Illegitimacy had historically carried a stigma—the children were branded “bastards,” and it was not until 1968 that the Supreme Court began issuing a series of de
cisions that would make it clear that they had the same basic rights under the law as children born in wedlock. Now it began to look routine in poor neighborhoods. Was that due to the increased availability of welfare, people asked, or the way welfare systems penalized families where the father remained in the house? As the trend continued, some experts wondered whether African-Americans were developing a different kind of family structure, an extended network of relatives rather than a nuclear family. Whatever the answer, black extended families did provide a critical safety net. Virginia Williams, who struggled mightily to support her daughter Denice, was constantly being helped by her relatives. “Even if you didn’t want to hear their mouths, even if you didn’t want to get the lecture, even if you didn’t want to hear ‘I told you so,’ yes, you could depend on them,” she said. “My cousin said, ‘Sis, I’ll watch your Denice for you,’ and my aunt said, ‘Well, Sis, with Denice being over here, why are you paying rent on that apartment? Why don’t you move back?’ ”

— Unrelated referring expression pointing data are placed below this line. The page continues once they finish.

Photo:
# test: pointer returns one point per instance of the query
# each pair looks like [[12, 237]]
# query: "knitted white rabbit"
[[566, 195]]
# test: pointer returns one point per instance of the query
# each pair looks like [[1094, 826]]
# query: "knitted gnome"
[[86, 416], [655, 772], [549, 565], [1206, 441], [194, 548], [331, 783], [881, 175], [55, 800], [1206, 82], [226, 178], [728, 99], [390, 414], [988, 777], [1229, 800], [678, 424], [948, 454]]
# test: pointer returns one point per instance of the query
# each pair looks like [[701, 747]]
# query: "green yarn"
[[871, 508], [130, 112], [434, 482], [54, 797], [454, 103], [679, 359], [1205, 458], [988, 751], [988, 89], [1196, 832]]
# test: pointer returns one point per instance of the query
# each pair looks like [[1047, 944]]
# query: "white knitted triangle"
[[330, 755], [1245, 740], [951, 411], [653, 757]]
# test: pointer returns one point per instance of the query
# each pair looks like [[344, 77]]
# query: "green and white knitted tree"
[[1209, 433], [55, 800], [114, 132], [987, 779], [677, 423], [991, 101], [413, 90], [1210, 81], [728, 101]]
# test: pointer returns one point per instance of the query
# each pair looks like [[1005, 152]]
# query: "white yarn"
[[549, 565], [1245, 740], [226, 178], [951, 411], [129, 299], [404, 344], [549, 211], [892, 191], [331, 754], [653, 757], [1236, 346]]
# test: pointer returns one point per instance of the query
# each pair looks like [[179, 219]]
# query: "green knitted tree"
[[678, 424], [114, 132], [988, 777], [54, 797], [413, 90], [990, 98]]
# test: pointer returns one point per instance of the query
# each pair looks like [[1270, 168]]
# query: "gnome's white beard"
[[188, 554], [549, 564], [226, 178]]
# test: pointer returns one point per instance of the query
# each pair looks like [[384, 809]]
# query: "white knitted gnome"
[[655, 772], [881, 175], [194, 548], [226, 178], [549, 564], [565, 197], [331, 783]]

GLORIA VAZ’S YOUNGEST DAUGHTER, Dana Arthur, was a shy, overweight child whose learning disability made her life at school difficult. The fact that her older sister, Adrian, was a good student made things worse—one day Dana heard her teacher tell Adrian’s, “Oh, you have the good one and I have the bad one.” Trying to fit in, Dana became “the class clown”; she “acted out and had some problems.” That spilled over into her home, where her father would beat her if she received bad report cards or got in trouble for misbehaving. “My father was very moody and had a real mean streak, so I was his outlet,” she recalled. “It was very obvious. He would come right at me, and he knew what my weaknesses were.” The family wound up in therapy, trying to deal with the chaos at home, but Dana felt she was on her own. “My mom, she is an amazing woman, but at that point she wasn’t really strong enough to come to my defense. She was dealing with her own stuff.”